# What a night!!



## HallowSusieBoo (Aug 11, 2009)

So this is how it felt last year - I never want to forget the feeling! Especially now when it is only Spring and the Halloween 2010 season is months away.


HallowSusieBoo said:


> *HALLOW FORUM FRIENDS! I Just had to take a moment to state my profound appreciation for the frantic, exhausting, absolutely all time crazy wonderful Halloween night! The ideas and encouragement from the Forum made this year's Halloween a great experience and pulled us through for sure.
> 
> 24 hours ago - the forecast was for dismal rain, high winds and below freezing temps. BUT somehow Mother Nature smiled on us in Ohio - at least in our area and the weather turned out to be grand!

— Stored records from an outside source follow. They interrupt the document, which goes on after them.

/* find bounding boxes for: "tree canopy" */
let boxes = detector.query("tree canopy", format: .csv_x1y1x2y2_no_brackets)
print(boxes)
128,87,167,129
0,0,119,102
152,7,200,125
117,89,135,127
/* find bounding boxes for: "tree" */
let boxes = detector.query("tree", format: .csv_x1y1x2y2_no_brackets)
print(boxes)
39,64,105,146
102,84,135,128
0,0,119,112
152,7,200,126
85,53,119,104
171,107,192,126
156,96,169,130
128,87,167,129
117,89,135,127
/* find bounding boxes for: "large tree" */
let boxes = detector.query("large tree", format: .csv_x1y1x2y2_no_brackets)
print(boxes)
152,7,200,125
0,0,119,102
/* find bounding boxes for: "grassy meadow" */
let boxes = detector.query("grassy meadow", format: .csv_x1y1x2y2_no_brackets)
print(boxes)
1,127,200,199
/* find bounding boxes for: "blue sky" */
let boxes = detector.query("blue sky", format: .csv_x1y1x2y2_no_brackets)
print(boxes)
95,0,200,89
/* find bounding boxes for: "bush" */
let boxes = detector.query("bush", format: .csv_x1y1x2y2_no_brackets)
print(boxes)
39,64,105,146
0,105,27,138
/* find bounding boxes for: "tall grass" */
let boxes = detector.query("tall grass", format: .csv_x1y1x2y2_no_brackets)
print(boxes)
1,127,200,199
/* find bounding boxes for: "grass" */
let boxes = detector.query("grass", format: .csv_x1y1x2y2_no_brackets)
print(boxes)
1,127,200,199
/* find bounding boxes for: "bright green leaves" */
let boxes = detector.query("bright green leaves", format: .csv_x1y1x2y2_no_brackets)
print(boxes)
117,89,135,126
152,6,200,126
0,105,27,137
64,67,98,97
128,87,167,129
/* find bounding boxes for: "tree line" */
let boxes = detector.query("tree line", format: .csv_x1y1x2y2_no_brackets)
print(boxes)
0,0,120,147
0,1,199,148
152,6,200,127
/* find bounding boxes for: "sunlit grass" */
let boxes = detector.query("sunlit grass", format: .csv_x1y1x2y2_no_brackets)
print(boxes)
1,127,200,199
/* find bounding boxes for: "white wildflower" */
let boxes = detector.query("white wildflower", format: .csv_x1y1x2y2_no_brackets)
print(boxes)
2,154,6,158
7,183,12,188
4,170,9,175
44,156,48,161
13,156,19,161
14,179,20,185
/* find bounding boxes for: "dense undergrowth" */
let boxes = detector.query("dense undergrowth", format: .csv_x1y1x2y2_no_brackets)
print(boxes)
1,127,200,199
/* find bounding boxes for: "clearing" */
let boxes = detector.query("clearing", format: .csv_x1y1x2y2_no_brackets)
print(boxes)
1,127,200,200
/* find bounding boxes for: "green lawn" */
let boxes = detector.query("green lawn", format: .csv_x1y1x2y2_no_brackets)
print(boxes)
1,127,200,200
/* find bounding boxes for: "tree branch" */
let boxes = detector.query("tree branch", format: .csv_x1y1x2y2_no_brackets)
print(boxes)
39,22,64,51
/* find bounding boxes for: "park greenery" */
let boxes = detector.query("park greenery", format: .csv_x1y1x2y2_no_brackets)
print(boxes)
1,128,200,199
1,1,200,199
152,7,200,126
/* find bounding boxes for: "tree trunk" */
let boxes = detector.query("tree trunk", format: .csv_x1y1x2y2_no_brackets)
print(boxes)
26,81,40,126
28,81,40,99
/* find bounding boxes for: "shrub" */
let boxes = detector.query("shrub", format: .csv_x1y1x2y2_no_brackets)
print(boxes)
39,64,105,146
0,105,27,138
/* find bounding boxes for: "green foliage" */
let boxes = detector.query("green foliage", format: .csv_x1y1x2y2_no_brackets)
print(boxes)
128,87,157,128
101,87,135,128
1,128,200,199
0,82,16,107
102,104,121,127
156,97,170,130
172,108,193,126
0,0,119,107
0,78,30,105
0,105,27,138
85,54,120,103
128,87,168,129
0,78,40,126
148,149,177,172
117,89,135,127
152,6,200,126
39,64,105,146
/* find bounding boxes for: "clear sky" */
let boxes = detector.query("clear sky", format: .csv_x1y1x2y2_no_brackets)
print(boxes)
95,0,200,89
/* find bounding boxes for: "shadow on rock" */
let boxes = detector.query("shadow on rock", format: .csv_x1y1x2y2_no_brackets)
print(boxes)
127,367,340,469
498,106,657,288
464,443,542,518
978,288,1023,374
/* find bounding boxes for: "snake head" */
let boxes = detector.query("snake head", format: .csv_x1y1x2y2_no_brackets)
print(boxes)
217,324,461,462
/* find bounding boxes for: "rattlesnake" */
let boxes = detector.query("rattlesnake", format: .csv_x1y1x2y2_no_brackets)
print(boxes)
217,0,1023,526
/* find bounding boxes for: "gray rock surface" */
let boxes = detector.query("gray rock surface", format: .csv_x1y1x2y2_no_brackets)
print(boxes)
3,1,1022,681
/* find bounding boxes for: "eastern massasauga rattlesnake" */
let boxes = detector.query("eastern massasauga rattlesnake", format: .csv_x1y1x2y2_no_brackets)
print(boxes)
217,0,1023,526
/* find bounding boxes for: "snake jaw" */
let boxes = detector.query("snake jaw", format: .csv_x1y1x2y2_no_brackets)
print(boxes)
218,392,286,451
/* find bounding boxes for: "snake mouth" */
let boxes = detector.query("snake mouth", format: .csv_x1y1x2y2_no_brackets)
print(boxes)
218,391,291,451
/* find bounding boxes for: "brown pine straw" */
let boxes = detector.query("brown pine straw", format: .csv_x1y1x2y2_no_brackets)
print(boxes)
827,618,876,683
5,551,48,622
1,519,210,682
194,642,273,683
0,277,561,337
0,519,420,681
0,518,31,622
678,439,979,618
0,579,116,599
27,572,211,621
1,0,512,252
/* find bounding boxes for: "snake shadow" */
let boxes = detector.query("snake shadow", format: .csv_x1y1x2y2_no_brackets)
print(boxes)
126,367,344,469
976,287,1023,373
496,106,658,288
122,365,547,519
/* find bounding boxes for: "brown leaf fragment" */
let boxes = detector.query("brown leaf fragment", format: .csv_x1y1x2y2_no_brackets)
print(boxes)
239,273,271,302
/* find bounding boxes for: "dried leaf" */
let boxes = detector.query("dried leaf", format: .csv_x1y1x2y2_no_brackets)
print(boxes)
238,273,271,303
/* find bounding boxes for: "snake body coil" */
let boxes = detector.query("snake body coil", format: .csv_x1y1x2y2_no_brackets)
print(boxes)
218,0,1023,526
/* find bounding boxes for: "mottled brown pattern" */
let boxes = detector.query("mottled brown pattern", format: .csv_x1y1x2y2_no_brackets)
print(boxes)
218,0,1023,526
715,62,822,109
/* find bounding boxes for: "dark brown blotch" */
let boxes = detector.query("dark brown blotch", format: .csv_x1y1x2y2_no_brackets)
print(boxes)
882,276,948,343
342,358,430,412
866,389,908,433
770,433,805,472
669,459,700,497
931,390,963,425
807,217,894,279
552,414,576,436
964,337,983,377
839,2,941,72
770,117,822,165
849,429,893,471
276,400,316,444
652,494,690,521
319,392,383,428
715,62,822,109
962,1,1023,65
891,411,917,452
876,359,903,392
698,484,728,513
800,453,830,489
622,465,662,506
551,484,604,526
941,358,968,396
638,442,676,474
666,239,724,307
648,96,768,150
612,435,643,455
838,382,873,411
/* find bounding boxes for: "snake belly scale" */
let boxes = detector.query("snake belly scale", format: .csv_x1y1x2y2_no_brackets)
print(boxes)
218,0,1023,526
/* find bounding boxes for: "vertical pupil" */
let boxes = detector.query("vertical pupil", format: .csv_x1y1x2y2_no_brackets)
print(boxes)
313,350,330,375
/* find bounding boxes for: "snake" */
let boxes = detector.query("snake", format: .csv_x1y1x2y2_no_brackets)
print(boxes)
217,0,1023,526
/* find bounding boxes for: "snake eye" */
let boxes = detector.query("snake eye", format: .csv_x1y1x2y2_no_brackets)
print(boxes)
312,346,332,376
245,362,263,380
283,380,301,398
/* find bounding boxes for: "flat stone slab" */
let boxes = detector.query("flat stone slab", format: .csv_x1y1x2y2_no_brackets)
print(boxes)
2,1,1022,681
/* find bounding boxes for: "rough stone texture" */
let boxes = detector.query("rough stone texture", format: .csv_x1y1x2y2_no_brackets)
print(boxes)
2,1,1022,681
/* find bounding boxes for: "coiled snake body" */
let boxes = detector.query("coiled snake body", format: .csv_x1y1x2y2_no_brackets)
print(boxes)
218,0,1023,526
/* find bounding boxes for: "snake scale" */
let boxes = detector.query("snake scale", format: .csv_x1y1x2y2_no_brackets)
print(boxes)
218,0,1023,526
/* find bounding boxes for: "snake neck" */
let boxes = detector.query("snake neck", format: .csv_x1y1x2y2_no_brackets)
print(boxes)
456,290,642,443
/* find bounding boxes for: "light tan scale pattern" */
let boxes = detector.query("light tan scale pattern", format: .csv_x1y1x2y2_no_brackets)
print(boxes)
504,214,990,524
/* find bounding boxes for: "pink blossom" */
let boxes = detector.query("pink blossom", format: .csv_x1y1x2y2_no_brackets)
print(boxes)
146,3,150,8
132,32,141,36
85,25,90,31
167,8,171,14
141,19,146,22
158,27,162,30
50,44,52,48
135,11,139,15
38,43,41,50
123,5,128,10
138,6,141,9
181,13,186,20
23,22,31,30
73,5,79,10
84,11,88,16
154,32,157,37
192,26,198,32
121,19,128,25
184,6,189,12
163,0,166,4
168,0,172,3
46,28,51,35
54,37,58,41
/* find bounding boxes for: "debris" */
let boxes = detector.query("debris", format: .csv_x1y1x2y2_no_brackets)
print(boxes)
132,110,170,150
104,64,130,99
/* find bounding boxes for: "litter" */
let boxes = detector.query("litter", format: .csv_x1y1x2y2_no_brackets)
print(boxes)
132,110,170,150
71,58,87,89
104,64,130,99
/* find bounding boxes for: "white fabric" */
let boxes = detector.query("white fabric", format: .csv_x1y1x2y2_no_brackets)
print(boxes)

I just got back in from a full - moon stroll out to the street to stand and take it all in. My witch costume is off - 150+ neighbors have devoured the hot dogs, cupcakes and drinks we served at our after TOT "Final Boo", everyone's gone home - and the house is now quiet.
> 
> ...


----------



## Spookilicious mama (Feb 27, 2008)

*I can not tell you just how much I thoroughly enjoyed reading this! It puts me right in the mood for Halloween 2010 While I am not exactly sure just what we are doing...keeping it the same or changing it up...I do know I will be adding as I usually do. So thank you girlfriend for keeping the spirit alive!!!*


----------